Mattis says Iraq war was strategic mistake

Business Insider:
President-elect Donald Trump’s pick for Defence Secretary called the invasion of Iraq a “strategic mistake” at a conference last year, in an audio recording obtained by The Intercept.

In a wide-ranging speech at an ASIS International Conference in Anaheim, California that covered everything from Iran, ISIS, and other national security hotspots, retired Marine Gen.

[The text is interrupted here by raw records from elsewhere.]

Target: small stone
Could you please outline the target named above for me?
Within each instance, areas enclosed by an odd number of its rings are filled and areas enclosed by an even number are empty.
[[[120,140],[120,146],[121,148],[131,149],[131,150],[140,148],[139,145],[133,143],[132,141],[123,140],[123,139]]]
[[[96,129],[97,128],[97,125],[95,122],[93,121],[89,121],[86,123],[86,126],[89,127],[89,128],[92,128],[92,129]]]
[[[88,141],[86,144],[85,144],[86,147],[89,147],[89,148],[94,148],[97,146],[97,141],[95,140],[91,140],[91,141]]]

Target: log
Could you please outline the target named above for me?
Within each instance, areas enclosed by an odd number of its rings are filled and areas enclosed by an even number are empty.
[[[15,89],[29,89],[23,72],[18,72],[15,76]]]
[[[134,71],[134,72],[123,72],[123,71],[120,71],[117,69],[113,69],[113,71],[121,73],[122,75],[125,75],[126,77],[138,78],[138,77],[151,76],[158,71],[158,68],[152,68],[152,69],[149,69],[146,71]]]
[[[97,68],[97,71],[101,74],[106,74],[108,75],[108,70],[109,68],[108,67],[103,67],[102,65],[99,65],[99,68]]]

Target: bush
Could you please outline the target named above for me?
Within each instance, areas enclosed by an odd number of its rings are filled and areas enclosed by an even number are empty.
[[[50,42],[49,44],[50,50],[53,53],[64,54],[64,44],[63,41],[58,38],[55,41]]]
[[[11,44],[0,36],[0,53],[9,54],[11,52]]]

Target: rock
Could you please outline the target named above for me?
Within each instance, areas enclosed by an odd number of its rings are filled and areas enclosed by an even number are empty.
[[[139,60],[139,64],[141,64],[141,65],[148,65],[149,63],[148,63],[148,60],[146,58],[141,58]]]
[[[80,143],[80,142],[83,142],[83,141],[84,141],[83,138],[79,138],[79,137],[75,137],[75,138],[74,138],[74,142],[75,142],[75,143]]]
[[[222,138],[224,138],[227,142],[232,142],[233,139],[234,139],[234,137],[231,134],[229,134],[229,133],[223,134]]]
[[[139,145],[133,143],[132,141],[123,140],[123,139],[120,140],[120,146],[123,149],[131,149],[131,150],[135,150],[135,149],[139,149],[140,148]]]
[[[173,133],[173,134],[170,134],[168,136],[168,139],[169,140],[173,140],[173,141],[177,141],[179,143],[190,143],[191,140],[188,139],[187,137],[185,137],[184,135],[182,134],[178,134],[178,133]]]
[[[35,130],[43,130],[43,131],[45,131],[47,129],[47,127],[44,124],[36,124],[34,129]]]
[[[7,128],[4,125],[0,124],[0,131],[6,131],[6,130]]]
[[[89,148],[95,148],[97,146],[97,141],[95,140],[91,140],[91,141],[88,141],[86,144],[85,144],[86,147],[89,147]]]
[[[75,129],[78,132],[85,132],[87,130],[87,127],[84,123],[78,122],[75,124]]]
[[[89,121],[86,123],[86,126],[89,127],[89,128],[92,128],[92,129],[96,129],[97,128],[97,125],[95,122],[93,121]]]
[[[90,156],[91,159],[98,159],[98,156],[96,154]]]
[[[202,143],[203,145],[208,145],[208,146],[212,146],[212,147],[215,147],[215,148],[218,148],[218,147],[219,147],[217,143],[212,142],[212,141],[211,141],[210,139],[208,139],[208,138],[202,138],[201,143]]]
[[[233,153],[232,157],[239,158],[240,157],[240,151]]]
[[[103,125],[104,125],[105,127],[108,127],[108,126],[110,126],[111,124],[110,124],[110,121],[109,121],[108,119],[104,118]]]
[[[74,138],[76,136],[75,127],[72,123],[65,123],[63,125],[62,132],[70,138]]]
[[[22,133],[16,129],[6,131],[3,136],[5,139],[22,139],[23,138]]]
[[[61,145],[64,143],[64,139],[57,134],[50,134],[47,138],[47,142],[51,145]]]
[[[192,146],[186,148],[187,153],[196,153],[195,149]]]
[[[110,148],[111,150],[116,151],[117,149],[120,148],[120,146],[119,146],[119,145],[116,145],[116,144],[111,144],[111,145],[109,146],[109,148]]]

James Mattis told attendees: “We will probably look back on the invasion of Iraq as a mistake, a strategic mistake.”

The assertion is not particularly controversial, given the faulty intelligence that led to the invasion, the many missteps afterward, and the unravelling of a country that eventually gave birth to the terrorist group ISIS.

But it is interesting as it’s the first known instance of Mattis portraying the invasion in a negative light, especially given his leadership of 1st Marine Division in 2003, which he led across the border and, eventually, into Baghdad.

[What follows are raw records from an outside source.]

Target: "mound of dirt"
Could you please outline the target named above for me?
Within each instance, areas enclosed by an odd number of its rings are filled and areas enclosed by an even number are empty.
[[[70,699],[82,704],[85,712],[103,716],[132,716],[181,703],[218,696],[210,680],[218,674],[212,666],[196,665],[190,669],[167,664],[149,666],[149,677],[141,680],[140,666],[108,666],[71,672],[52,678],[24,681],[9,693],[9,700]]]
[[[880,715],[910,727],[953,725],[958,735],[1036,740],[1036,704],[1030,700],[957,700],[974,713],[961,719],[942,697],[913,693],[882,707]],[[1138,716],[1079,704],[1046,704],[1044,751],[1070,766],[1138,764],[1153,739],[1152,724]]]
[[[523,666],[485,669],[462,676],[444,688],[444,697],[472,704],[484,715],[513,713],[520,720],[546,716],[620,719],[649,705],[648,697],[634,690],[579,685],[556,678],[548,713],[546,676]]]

“I think people were pretty much aware that the US military didn’t think it was a very wise idea,” he said. “But we give a cheery ‘Aye aye, Sir.’ Because when you elect someone commander in chief — we give our advice. We generally give it in private.”
...
He was asked specifically about whether there was a scenario in which he may have retired in protest during a talk in San Francisco in April 2014. Mattis allowed some unethical orders and other scenarios that would lead him to do so, but he said, “you have to be very careful about doing that. The lance corporals can’t retire. They’re going. That’s all there is to it.”

He added: “You abandon him only under the most dire circumstances, where the message you have to send can be sent no other way. I never confronted that situation.”
...
What is not clear from this story is why he felt it was a strategic mistake at the time.  It is easy with hindsight bias to make that assertion.  No one knew the intelligence was faulty at the time.  There were tactical mistakes that made the invasion more difficult than it should have been.  The US sent just enough troops to topple the government, but not enough to protect the people from the inevitable insurgency and had to surge troops to do that as the situation appeared to be spinning out of control.

The article does not address Obama's strategic blunder of withdrawing US forces which actually led to the ISIL genocides.  That was a completely predictable result at the time.